Figure 2. Micrograph involving the ulcer edge showing necrosis and a prominent inflammatory infiltrate of neutrophils
There was no leucocytosis and no neutrophilia on the full blood examination. The C-reactive protein was 5 mg/L (reference range <5 mg/L). Pathology tests to screen for inflammatory bowel disease, inflammatory arthritis and haematological disorders were negative. A provisional diagnosis of pyoderma gangrenosum was discussed with the patient.
Question 2
How is pyoderma gangrenosum diagnosed?
Question 3
What conditions are associated with pyoderma gangrenosum, and what is the epidemiology?
Question 4
What are the treatment options for pyoderma gangrenosum?
Answer 2
Pyoderma gangrenosum is a clinical diagnosis and a diagnosis of exclusion. Misdiagnosis and delayed diagnosis are common. The key investigation is an adequate deep incisional biopsy of an ulcer edge, accepting risk of pathergy. The Mayo Clinic proposed diagnostic criteria in 2004 (Table 1).1
New diagnostic criteria have recently been proposed in order to eliminate the diagnosis of exclusion criterion.2
Table 1. Mayo Clinic proposed diagnostic criteria for ulcerative pyoderma gangrenosum1 |
Major criteria (both required) |
Minor criteria (two or more required) |
- Rapid progression of a painful necrolytic cutaneous ulcer with an irregular, violaceous and undermined border
- Exclusion of other causes of cutaneous ulceration
|
- History suggestive of pathergy or clinical finding of cribriform scarring
- An associated systemic disease
- Histopathological findings (sterile dermal neutrophilia +/– mixed inflammation +/– lymphocytic vasculitis)
- Treatment response
|
Answer 3
An associated systemic condition is present in about half of patients. Inflammatory bowel disease, inflammatory arthritis and haematological disorders are the most common.3 Screening for associations is often part of the evaluation of pyoderma gangrenosum. A number of medications can induce pyoderma gangrenosum, with their withdrawal typically leading to remission.4 There are limited epidemiological data available because of the rarity of pyoderma gangrenosum. It is estimated to affect 3–10 people per million population per year.5 It can occur in all age groups but most commonly occurs in those aged 40–59 years and has a slight female predominance.6
Answer 4
A variety of immunosuppressive medications have shown efficacy in the treatment of pyoderma gangrenosum but, because of the lack of evidence-based guidelines, the ideal timing, order and combination of use is not known.7 A stepwise approach is advocated, beginning with optimal wound care, prevention of pathergy, adequate analgesia and a potent topical corticosteroid (intralesional administration has been reported).
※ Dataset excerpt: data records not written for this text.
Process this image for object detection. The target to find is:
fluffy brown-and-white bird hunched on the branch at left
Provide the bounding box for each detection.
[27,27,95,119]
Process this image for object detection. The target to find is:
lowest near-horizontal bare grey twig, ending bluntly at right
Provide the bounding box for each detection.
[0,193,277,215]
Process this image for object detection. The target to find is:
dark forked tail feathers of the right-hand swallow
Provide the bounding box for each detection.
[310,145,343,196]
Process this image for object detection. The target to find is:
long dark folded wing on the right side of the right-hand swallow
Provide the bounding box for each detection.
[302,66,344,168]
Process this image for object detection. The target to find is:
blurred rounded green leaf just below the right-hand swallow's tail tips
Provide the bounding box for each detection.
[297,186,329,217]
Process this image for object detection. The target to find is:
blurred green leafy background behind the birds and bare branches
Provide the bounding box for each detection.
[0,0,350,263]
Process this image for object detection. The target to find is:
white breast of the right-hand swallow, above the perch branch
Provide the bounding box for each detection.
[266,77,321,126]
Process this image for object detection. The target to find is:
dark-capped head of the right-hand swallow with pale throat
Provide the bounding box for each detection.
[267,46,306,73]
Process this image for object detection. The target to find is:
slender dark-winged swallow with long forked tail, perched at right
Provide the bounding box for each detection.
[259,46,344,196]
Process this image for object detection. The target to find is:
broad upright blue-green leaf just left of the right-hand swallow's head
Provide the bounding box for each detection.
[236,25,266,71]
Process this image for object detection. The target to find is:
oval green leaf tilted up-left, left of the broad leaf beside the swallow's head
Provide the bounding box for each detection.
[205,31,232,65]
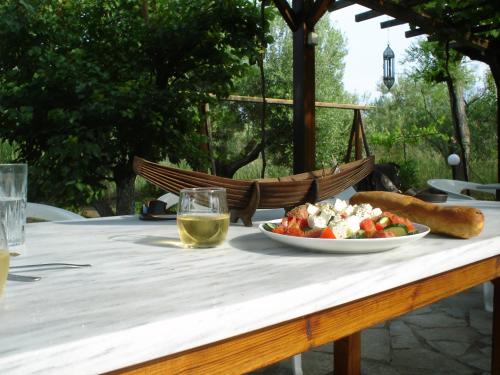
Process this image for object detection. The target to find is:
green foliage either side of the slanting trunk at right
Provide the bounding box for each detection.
[365,61,497,189]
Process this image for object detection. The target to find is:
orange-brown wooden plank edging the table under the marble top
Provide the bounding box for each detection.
[105,255,500,375]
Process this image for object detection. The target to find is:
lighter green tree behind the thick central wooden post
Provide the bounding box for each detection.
[212,17,352,176]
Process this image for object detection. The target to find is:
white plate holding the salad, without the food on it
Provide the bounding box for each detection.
[259,219,430,253]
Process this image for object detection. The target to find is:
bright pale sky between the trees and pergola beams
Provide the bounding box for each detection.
[328,4,486,102]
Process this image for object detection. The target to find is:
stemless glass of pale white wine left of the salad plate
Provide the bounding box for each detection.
[177,187,229,247]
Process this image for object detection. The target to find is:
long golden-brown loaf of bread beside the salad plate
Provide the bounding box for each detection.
[350,191,484,238]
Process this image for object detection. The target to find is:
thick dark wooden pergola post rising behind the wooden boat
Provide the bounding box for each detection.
[292,0,316,173]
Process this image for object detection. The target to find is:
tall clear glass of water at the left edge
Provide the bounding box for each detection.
[0,164,28,252]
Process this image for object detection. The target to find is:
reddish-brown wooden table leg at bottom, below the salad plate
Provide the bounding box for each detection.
[333,332,361,375]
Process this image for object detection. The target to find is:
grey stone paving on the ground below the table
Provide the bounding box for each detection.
[251,286,492,375]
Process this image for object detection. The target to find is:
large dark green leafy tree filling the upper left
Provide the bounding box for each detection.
[0,0,260,214]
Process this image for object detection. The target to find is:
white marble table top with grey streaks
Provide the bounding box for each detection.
[0,201,500,375]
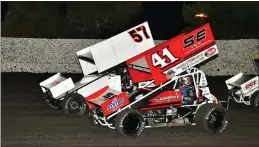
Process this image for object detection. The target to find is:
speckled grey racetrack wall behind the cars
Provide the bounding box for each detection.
[1,37,259,76]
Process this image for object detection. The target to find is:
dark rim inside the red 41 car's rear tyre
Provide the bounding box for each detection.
[207,109,228,132]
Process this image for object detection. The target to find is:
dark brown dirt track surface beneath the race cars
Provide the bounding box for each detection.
[1,73,259,147]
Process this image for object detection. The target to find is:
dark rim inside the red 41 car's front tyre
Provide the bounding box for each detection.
[123,115,140,135]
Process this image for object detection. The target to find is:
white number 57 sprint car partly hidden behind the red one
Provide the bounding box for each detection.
[39,22,155,117]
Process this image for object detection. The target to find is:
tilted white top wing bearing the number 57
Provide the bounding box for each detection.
[77,22,155,75]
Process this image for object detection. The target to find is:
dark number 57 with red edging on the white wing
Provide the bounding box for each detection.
[128,25,150,43]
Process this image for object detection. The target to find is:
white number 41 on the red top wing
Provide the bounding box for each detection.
[151,47,179,68]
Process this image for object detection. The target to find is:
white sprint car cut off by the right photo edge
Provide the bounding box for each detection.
[225,53,259,111]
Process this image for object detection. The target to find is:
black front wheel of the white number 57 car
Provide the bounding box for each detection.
[62,93,87,117]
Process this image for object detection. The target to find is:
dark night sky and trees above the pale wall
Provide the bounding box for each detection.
[1,1,259,40]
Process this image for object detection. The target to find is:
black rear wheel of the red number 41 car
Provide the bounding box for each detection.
[195,104,228,134]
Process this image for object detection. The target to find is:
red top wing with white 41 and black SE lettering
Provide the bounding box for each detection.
[126,24,218,85]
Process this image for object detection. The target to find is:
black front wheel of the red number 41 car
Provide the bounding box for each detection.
[115,109,145,138]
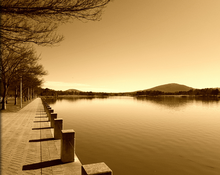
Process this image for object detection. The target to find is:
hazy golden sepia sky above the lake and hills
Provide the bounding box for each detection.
[37,0,220,92]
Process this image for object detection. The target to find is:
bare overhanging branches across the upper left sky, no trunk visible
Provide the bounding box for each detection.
[0,0,110,50]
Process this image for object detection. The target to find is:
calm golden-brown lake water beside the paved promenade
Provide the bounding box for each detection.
[48,97,220,175]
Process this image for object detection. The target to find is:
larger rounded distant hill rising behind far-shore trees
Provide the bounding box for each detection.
[144,83,193,92]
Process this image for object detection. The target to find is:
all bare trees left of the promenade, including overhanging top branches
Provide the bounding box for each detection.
[0,0,110,109]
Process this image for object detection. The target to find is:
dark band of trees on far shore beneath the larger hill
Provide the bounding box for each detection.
[135,88,220,96]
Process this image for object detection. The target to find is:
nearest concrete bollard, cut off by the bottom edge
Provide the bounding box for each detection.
[81,162,113,175]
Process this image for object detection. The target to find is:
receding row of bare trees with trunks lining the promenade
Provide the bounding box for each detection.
[0,45,47,109]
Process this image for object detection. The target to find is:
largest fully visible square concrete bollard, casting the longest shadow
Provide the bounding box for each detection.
[61,129,75,163]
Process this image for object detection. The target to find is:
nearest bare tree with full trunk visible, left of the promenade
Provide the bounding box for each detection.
[0,47,46,109]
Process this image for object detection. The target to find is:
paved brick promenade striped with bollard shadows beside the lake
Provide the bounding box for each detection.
[0,98,81,175]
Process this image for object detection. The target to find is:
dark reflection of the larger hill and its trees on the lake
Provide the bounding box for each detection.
[134,96,219,108]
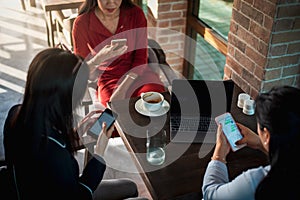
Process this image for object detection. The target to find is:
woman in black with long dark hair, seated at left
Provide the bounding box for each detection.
[4,48,148,200]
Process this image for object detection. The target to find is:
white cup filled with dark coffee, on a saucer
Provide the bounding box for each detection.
[141,92,164,111]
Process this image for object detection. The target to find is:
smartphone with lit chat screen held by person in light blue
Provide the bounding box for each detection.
[215,112,246,151]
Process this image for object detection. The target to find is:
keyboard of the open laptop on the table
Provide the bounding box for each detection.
[171,117,218,132]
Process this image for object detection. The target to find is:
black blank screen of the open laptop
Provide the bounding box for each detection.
[170,79,234,117]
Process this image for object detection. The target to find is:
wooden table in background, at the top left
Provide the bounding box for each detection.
[41,0,84,47]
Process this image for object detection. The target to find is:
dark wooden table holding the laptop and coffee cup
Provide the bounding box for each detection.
[110,83,268,200]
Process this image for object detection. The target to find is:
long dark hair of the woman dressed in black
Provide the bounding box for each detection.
[13,48,89,153]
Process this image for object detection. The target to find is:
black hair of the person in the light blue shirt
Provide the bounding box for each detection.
[255,86,300,199]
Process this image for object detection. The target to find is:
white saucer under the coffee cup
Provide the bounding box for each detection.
[135,99,170,117]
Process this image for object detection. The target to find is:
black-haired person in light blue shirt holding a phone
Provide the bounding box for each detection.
[202,86,300,200]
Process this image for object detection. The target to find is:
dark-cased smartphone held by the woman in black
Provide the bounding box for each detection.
[87,108,117,139]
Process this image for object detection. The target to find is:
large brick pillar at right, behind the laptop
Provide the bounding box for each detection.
[224,0,300,97]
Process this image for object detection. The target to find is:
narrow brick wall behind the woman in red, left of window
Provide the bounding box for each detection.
[147,0,187,73]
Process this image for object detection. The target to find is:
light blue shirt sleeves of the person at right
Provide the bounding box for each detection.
[202,160,270,200]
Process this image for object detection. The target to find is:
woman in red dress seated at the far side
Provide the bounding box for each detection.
[72,0,165,107]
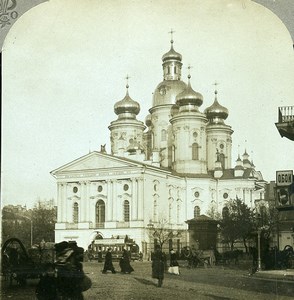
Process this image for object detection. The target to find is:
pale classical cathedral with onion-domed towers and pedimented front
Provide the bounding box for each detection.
[51,36,265,255]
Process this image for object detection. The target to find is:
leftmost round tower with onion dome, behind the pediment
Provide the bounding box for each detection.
[108,77,146,157]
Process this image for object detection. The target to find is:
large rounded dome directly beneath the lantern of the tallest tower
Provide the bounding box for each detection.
[152,80,187,107]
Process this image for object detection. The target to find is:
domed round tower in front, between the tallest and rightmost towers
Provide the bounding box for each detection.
[170,75,207,174]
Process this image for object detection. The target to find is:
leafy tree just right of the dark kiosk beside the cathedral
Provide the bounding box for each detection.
[221,198,255,252]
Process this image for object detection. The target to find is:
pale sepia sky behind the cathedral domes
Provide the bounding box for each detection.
[1,0,294,207]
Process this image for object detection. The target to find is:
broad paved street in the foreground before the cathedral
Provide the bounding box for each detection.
[1,261,294,300]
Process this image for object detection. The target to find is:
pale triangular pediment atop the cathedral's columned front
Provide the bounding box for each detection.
[51,152,142,175]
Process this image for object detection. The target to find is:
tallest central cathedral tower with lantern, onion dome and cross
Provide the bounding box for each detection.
[149,31,187,168]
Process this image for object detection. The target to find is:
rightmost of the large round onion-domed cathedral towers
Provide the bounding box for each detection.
[204,90,233,170]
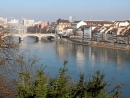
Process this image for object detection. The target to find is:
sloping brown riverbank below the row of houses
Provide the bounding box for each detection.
[56,38,130,51]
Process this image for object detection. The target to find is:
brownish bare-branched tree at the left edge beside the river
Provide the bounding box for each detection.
[0,26,18,98]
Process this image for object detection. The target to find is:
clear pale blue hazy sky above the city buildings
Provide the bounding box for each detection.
[0,0,130,22]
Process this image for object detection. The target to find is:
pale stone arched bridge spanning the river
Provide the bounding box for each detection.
[2,33,55,41]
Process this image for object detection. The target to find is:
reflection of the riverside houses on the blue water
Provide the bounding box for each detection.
[53,42,130,68]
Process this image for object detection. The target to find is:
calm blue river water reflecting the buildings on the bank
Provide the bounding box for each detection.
[17,37,130,98]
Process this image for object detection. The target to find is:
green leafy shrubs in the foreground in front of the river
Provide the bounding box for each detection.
[18,61,120,98]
Patient healing factors should be addressed; for example, smoking cessation, glycaemic control and treating oedema from venous insufficiency. The next step is the addition of systemic therapy, with prednisolone considered first line dosed at 0.5–1 mg/kg/day.8 Typically a response is noted within 2–3 days. Cyclosporine is a suitable alternative in cases resistant to adequately dosed prednisolone. Approximately 50% of patients will achieve remission following six months of treatment with prednisolone or cyclosporine.9 Adjunctive medications such as methotrexate can be used to reduce the requirement for corticosteroids. Biological agents such as infliximab are effective10 but in Australia are not approved by the Therapeutic Goods Administration or listed on the Pharmaceutical Benefits Scheme for the treatment of pyoderma gangrenosum, thus requiring case-by-case consideration.
Case continued
The patient was referred to dermatology and commenced on oral prednisolone. The dose needed to be increased to 75 mg daily to achieve a response. Methotrexate was commenced to a target dose of 25 mg weekly to minimise long-term use of prednisolone. The ulcers were managed with wound care and an ultrapotent topical corticosteroid, later changed to topical tacrolimus. Eighteen months later, the patient continued to take prednisolone and methotrexate. A condition associated with his pyoderma gangrenosum was not identified.
Key points
- It is important to consider pyoderma gangrenosum when evaluating painful, rapidly progressing ulcers, especially on the lower limbs.
- The key investigation is a deep incisional biopsy of an ulcer edge.